Did your brain start contemplating if a chromophore is a molecule or a compound before you could tell it not to bother? If so, here are the explanations from small to large as explained by Britannica:
Chromophore: a group of atoms and electrons forming part of an organic molecule that causes it to be colored.
Molecule: a group of two or more atoms that form the smallest identifiable unit that always retains its composition and chemical properties. Molecules are bound together by a strong force. Oxygen (O2) is an example.
Compounds: a group of two or more molecules that are always in a fixed ratio and are bound together by a chemical reaction. Table salt (NaCl) is an example. All compounds are molecules, but not all molecules are compounds.
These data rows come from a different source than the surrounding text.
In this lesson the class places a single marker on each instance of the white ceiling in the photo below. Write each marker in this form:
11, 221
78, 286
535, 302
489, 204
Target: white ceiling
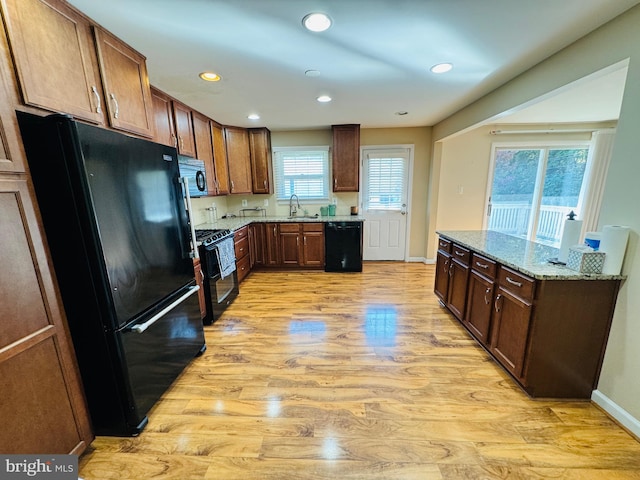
374, 60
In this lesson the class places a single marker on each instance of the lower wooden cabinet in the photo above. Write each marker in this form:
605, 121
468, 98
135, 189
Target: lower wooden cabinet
287, 244
549, 334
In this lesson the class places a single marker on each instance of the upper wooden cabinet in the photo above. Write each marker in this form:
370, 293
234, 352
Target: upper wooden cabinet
126, 85
346, 157
204, 148
165, 132
260, 150
237, 142
54, 57
220, 159
184, 129
60, 67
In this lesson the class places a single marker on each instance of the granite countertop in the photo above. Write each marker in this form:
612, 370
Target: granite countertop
530, 258
235, 223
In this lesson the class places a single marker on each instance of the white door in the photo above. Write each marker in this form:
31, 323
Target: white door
385, 179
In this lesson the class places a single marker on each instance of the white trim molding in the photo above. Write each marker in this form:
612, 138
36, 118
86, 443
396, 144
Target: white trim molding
618, 413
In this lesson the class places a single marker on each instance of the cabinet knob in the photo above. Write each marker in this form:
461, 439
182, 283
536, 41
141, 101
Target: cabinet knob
94, 90
496, 305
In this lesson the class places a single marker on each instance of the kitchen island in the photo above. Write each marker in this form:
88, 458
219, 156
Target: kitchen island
546, 325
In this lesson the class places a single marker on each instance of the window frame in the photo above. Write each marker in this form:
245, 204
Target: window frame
545, 146
326, 180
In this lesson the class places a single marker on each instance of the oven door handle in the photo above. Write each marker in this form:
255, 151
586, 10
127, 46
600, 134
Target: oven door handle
187, 199
141, 327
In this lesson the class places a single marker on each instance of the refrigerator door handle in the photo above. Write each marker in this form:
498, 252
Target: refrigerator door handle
187, 196
140, 328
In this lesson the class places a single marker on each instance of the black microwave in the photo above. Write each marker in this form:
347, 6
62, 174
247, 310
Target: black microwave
193, 169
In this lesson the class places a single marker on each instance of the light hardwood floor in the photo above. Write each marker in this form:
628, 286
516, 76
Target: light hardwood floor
314, 375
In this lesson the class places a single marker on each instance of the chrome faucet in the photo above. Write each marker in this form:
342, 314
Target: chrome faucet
293, 210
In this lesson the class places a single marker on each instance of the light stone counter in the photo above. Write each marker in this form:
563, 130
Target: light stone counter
530, 258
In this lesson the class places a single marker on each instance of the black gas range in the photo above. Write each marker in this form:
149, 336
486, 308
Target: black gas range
208, 236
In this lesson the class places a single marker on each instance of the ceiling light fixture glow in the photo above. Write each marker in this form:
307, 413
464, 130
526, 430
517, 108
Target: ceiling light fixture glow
442, 67
210, 77
316, 22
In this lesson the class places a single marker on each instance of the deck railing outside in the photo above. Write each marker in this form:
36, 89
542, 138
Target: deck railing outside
513, 219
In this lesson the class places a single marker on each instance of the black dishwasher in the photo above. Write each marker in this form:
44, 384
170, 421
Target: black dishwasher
343, 246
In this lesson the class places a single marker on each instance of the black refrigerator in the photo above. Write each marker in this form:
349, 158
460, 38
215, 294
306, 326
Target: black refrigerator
118, 230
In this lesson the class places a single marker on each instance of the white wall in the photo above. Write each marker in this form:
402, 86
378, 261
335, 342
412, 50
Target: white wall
618, 388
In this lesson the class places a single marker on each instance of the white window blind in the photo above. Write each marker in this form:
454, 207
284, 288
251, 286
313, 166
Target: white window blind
386, 179
303, 171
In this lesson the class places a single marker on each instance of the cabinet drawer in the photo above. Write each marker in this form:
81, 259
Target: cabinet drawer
289, 227
484, 266
516, 283
243, 267
313, 227
461, 254
444, 245
241, 247
240, 233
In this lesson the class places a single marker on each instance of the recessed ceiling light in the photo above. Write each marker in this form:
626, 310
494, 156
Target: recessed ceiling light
316, 22
210, 76
442, 67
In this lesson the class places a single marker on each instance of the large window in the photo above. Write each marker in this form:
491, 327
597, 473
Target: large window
303, 171
533, 190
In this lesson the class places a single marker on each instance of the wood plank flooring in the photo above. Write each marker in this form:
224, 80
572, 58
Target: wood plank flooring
314, 375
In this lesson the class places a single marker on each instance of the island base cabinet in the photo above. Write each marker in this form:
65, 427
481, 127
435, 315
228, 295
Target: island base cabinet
510, 331
479, 307
548, 334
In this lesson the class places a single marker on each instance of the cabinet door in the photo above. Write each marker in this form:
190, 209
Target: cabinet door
457, 296
197, 269
184, 129
441, 285
126, 85
221, 178
204, 148
272, 257
42, 405
289, 244
260, 148
511, 318
164, 132
237, 142
479, 306
54, 57
256, 244
346, 158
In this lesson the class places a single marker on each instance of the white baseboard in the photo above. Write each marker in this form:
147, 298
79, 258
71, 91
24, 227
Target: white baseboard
623, 417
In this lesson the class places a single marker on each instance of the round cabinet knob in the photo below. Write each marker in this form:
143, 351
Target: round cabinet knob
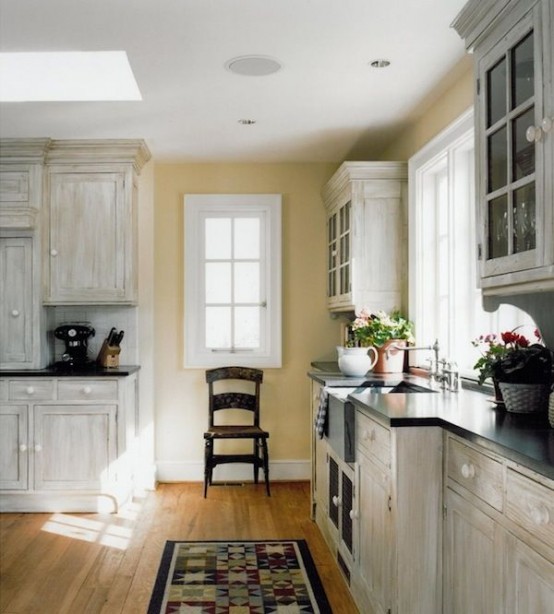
539, 514
533, 134
468, 471
546, 124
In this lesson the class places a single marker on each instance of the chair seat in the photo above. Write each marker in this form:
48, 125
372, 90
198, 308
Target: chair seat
235, 432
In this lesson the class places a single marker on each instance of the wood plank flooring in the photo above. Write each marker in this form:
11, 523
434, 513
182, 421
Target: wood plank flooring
107, 563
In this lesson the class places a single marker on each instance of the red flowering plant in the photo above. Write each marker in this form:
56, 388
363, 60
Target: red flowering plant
511, 357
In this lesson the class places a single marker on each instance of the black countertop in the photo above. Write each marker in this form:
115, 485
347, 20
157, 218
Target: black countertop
92, 371
527, 439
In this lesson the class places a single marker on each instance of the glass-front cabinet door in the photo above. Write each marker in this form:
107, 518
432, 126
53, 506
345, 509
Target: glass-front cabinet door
339, 255
510, 203
514, 141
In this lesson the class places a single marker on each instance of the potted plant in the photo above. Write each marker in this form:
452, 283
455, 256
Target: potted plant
388, 333
522, 370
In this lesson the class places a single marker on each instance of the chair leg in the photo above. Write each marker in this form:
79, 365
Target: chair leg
208, 457
265, 454
256, 460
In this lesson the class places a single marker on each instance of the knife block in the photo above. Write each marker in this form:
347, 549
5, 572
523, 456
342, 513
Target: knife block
108, 355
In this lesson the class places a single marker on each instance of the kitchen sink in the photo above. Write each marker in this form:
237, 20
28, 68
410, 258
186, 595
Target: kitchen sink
384, 387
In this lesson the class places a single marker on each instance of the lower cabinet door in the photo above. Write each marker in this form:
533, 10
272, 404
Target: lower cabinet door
74, 446
529, 580
473, 559
14, 458
374, 552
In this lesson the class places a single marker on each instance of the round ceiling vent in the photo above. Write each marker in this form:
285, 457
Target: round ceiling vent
253, 65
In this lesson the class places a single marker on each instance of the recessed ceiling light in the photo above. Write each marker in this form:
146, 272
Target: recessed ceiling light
67, 76
379, 63
253, 65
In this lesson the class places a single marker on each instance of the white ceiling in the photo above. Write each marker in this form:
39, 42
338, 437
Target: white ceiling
326, 104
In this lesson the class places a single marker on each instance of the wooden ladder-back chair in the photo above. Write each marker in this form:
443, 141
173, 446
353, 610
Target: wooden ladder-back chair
235, 400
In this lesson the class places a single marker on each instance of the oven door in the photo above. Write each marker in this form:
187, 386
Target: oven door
341, 424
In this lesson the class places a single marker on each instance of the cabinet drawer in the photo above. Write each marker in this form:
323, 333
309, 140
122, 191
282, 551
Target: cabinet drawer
477, 472
30, 390
87, 390
530, 505
372, 438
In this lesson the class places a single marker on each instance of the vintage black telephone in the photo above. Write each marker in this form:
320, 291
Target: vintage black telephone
76, 338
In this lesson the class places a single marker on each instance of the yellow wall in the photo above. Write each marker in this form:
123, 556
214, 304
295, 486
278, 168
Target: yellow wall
441, 107
308, 331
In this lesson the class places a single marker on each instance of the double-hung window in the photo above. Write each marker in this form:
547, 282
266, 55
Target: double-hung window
445, 300
233, 280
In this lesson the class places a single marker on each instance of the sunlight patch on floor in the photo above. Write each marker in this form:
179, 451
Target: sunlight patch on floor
104, 530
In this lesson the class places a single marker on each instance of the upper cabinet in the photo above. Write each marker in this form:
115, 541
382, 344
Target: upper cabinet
21, 167
514, 102
366, 236
91, 230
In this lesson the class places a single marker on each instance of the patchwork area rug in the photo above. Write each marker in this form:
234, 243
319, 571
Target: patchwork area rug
238, 577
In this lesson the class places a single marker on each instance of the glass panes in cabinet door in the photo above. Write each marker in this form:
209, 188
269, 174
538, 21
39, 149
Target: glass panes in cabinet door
510, 184
332, 252
344, 263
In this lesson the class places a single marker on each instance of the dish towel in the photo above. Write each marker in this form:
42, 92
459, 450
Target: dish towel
321, 418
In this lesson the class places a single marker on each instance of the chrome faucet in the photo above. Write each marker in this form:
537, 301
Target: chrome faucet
447, 377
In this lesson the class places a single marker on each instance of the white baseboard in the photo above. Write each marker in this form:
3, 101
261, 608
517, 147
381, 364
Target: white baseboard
193, 471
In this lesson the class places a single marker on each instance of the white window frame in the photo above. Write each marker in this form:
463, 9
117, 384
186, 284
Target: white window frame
442, 191
268, 208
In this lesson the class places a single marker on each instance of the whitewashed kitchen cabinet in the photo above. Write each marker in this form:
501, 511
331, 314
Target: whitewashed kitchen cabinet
366, 236
91, 234
398, 487
473, 561
372, 578
67, 443
14, 443
499, 534
514, 103
23, 343
21, 173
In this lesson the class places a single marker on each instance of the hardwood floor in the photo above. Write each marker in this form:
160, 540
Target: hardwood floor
107, 563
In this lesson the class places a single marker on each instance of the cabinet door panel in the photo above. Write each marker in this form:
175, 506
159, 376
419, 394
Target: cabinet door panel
16, 302
13, 447
374, 554
88, 240
74, 446
473, 559
529, 580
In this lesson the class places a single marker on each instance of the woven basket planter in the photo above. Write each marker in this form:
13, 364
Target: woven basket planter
525, 398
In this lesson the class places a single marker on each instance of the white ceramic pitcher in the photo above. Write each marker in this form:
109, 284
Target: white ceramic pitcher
356, 362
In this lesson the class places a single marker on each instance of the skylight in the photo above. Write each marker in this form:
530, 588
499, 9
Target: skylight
67, 76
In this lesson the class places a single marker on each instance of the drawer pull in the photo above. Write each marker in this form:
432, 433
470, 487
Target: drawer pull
468, 471
539, 514
369, 435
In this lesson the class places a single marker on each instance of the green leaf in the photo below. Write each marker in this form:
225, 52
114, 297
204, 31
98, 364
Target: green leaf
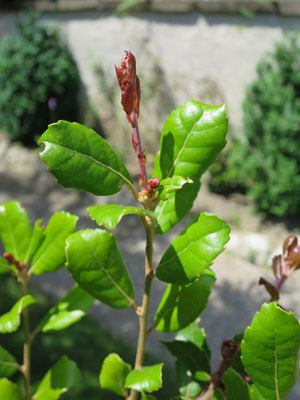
148, 379
9, 390
6, 370
94, 261
194, 250
35, 241
110, 215
61, 377
187, 386
257, 395
181, 305
10, 321
145, 396
236, 387
68, 311
196, 360
170, 185
4, 266
169, 212
113, 374
51, 254
270, 351
79, 158
218, 395
15, 229
192, 137
194, 335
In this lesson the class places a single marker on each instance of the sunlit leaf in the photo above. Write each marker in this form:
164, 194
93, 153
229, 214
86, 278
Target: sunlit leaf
181, 305
170, 185
69, 310
10, 321
148, 379
79, 158
9, 390
4, 266
270, 351
192, 137
194, 250
36, 240
111, 214
51, 254
61, 377
15, 229
113, 374
5, 357
236, 387
94, 261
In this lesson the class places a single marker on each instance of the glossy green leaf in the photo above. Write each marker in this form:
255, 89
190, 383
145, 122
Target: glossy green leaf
257, 395
236, 387
35, 241
181, 305
111, 214
218, 395
196, 360
68, 311
187, 385
94, 261
61, 377
270, 351
79, 158
9, 390
194, 250
192, 137
5, 357
170, 185
148, 379
10, 321
180, 398
51, 254
4, 266
15, 229
194, 335
113, 374
170, 212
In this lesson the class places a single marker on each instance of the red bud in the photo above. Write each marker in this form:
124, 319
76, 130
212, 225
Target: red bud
291, 251
130, 86
154, 183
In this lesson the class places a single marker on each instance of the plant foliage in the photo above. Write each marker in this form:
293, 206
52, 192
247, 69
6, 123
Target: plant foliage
267, 166
39, 80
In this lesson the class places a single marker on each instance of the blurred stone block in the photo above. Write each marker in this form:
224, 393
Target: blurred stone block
74, 5
289, 7
108, 5
172, 6
234, 6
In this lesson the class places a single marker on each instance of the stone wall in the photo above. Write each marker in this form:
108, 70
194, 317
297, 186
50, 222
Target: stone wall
208, 57
280, 7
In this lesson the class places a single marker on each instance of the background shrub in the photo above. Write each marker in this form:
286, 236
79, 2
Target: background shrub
39, 80
267, 166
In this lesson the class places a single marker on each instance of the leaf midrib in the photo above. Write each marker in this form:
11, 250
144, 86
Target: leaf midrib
186, 248
12, 237
45, 251
93, 160
128, 298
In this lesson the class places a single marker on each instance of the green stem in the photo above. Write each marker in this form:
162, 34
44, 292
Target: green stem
143, 315
26, 367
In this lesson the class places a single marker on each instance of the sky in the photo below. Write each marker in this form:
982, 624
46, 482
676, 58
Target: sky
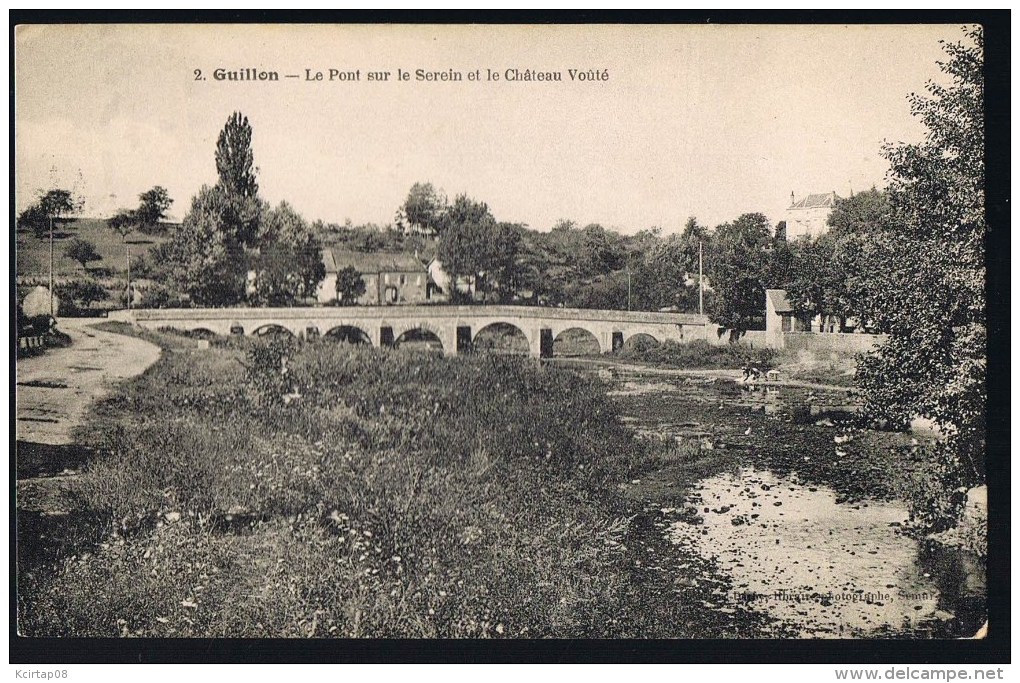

Finally, we’ll take one last dive down the rabbit hole to delve briefly into the meaning of an organic molecule. (Did you notice that in the definition of a chromophore?) An organic molecule is quite simply defined as a molecule that contains carbon. All living things are made of complex molecules containing the element carbon. Almost all natural colors are made from organic molecules. Even white, which comes from calcium carbonate, and black, which comes from carbonized peat, bamboo or coconut shells.
Does that mean natural colors are organic and artificial colors/synthetic dyes are inorganic? Actually, no. Artificial colors/synthetic dyes are typically made from petroleum and as we all know, oil comes from organic material that was buried in the earth and transformed to oil by high heat and pressure. So even oil and gas – once living plants and animals -- contains the element carbon.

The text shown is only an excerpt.